Quanto al referendum abrogativo, esso fu disciplinato soltanto nel 1970, da una legge (la n. 352) che introdusse alcuni criteri restrittivi. Anzitutto la raccolta delle 500.000 firme deve avvenire in tre mesi (in alternativa sono sufficienti 5 consigli regionali); in secondo luogo, spetta alla Corte costituzionale decidere sull’ammissibilità dei referendum proposti (che non possono riguardare leggi tributarie e di bilancio, di amnistia e indulto e di ratifica dei trattati internazionali). Infine, il referendum abrogativo, a differenza di quello costituzionale, è valido soltanto se si raggiunge il quorum, quando cioè si reca a votare almeno il 50% più uno degli aventi diritto (il che significa che l’astensione può far fallire il referendum).
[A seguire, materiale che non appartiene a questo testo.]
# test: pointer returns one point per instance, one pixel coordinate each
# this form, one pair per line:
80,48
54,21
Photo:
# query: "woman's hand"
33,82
Dal divorzio alla procreazione assistita

Dal 1974 – cioè dallo storico referendum sul divorzio, richiesto da alcuni movimenti cattolici per abrogare la legge che lo consentiva e conclusosi con la conferma della legge – in Italia vi è stato un uso crescente dei referendum, soprattutto grazie all’iniziativa del movimento radicale, che ha voluto sottoporre al giudizio dei cittadini alcune rilevanti questioni civili e politiche. Tra i referendum più importanti, vanno ricordati quelli sull’aborto (1981), sulla ‘scala mobile’ (cioè sull’adeguamento automatico dei salari all’inflazione, 1985), sulla responsabilità civile dei magistrati e sul nucleare (1987), sul sistema elettorale (1991), sul sistema radiotelevisivo (1995).

Alcuni referendum sono falliti per il mancato raggiungimento del quorum (l’ultimo, nel 2005, sulla procreazione assistita); in altri casi le indicazioni emerse dal voto popolare sono state vanificate da successive norme legislative.